Some 17 out of 38 mills in the province had stopped crushing in the immediate aftermath of the December 13 announcement. The association blamed the farmers for deliberately constraining the cane supply to compel the mills to pay higher than the Rs182 per 40 kilogrammes rate, which had been fixed by the government.

According to the Sindh Sugar Factories Control Act, the Sindh government has to fix the buying price of sugarcane and notify the date for the crushing season.

Meanwhile, two of the closer mills, Dighri Sugar Mills and Seri Sugar Mills, challenged SEPA’s action in the Sindh High Court, which stayed the environmental watchdog’s action. “Our mill has been shut down due to political pressure,” claimed Lal Jamal, director of administration at Seri Sugar Mills, in his petition.

He also informed the court that Omni Group forcefully took over the mills in 2015 but after the high court’s order its control was given back to the Tabani group, which owns the mill.

At the meeting the millers failed to justify why they wanted to suspend the cane buying process.
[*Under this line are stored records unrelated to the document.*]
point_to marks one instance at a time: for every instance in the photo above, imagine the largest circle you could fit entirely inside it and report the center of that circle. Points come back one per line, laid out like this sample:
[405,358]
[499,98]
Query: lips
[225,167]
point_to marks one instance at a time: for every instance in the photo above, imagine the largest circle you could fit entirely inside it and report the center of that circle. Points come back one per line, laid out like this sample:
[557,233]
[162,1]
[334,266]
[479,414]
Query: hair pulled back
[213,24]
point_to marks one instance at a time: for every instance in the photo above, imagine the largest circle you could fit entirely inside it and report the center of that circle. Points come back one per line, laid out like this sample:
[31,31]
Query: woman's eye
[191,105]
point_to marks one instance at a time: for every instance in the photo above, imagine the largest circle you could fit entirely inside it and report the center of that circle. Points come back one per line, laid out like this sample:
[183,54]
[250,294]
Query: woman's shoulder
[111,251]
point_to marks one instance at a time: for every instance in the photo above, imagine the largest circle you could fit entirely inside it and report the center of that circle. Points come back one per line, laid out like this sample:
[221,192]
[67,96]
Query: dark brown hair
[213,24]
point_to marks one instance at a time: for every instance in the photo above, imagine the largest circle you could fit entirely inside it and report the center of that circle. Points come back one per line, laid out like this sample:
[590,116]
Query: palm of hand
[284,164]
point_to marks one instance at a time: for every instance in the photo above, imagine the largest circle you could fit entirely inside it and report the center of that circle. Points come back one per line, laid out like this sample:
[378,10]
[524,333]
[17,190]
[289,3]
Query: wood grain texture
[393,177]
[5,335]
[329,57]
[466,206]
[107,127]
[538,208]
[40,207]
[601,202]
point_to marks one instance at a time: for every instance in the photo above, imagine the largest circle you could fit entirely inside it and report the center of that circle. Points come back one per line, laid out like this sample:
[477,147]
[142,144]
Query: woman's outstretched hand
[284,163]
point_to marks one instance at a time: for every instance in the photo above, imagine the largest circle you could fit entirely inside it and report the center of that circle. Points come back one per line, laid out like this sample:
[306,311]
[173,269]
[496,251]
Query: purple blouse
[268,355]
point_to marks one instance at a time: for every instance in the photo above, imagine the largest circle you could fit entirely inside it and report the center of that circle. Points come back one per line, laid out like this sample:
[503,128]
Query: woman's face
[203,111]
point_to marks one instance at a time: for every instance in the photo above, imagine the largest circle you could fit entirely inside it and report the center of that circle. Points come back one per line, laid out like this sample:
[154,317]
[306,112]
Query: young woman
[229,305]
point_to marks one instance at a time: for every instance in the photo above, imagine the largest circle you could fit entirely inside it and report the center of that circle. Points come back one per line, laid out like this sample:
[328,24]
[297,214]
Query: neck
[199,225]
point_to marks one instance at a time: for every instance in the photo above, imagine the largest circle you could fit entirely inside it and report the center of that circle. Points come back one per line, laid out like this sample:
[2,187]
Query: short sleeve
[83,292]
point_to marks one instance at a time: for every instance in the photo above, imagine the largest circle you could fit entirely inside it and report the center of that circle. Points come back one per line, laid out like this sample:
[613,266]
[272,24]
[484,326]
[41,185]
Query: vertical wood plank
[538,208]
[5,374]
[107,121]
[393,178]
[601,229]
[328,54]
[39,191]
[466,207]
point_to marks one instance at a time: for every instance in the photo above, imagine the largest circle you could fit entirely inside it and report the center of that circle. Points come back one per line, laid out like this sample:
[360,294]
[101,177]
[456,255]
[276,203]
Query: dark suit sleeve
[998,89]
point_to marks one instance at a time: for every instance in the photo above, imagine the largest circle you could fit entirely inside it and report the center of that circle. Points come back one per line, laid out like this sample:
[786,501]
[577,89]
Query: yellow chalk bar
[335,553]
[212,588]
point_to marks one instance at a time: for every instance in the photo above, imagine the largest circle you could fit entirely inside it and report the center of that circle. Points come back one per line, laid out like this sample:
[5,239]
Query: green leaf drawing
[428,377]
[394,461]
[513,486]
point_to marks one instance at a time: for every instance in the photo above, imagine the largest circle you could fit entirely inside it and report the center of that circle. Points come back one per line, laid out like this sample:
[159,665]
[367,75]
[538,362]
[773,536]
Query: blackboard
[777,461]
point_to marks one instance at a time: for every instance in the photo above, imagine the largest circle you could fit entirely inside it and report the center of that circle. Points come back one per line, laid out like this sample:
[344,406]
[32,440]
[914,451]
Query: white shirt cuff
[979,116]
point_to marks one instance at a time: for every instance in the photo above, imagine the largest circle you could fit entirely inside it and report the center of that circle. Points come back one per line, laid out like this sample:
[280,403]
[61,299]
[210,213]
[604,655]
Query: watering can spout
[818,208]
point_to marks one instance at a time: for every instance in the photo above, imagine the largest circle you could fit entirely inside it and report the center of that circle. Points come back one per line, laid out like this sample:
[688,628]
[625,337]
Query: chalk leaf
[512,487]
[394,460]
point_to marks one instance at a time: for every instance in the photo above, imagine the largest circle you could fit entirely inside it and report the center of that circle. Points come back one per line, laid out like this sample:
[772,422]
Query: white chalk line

“After failing to justify suspension of the cane buying process and consequent withdrawal from their position at the meeting, the millers have resorted to another way of doing the same thing,” commented a farmers’ representative, who requested anonymity because he was part of the delegation which held negotiations with the minister and was hopeful that the provincial government will listen to their concerns over SEPA’s actions.

Published in The Express Tribune, December 25th, 2016.